Mein Name ist Daniel, ich bin 32 Jahre alt (ich werde diesen Monat 33) und befasse mich seit 2015 aktiv mit jüdischen Themen und insbesondere auch den noachidischen Geboten.

Mein Hauptaugenmerk ist dabei vor allem auf die Mussar-Lehre des Judentums gerichtet, also alles was mit Moral, Ethik und Charakterentwicklung zu tun hat, und wie das Thema von den jüdischen Weisen schon Jahrtausende gelehrt wird, und wie geschrieben steht:

"Höre, mein Kind, die Disziplin (Mussar) deines Vaters und verlasse die Lehre (Torah) deiner Mutter nicht." (Mishlei 1,8)

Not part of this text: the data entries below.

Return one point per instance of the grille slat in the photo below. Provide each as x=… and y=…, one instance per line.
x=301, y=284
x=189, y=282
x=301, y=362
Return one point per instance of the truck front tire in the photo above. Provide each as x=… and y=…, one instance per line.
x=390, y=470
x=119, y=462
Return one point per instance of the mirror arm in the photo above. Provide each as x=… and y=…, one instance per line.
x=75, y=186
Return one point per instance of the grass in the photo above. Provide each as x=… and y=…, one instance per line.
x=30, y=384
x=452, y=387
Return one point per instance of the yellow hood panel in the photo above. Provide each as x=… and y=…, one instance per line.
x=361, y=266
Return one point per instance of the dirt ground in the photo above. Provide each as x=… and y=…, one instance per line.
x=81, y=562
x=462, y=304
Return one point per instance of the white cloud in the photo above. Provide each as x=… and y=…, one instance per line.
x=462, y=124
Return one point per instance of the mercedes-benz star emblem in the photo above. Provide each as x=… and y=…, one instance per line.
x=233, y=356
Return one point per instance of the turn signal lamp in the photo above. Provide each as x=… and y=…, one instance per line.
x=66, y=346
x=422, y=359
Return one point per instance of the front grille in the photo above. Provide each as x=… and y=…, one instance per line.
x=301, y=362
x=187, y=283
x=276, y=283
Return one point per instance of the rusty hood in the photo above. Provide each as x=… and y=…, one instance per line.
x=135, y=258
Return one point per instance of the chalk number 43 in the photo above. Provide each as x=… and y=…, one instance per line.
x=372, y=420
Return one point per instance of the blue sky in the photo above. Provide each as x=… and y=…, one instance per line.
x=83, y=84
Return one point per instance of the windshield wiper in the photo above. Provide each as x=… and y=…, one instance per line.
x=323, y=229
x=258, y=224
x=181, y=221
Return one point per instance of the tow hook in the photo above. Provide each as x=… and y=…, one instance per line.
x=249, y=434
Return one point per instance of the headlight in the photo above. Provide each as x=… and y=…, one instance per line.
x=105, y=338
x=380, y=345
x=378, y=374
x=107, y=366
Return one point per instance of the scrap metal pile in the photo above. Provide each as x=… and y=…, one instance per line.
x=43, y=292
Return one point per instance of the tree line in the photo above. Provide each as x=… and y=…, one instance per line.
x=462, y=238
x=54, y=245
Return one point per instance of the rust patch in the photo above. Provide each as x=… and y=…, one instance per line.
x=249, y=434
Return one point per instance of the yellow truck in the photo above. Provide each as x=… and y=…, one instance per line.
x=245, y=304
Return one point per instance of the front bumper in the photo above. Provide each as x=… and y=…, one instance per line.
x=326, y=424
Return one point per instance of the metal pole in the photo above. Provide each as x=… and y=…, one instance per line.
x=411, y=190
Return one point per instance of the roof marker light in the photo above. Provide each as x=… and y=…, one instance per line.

Es steht ebenso geschrieben (Kohelet 12,13):

"Die Summe aller Dinge, wenn alles bedacht ist: Fürchte Gott und halte seine Gebote, denn das ist die ganze Pflicht des Menschen."

Was ist Gottesfurcht?

Sie ist der Schatz, wie es in Yeshaya 33,6 heißt. Und diesen gilt es zu heben, so wie geschrieben steht:

"...Wenn du nach ihr strebst, wie nach Geld, sie suchst wie verborgende Schätze - dann wirst du die Furcht Gottes verstehen..."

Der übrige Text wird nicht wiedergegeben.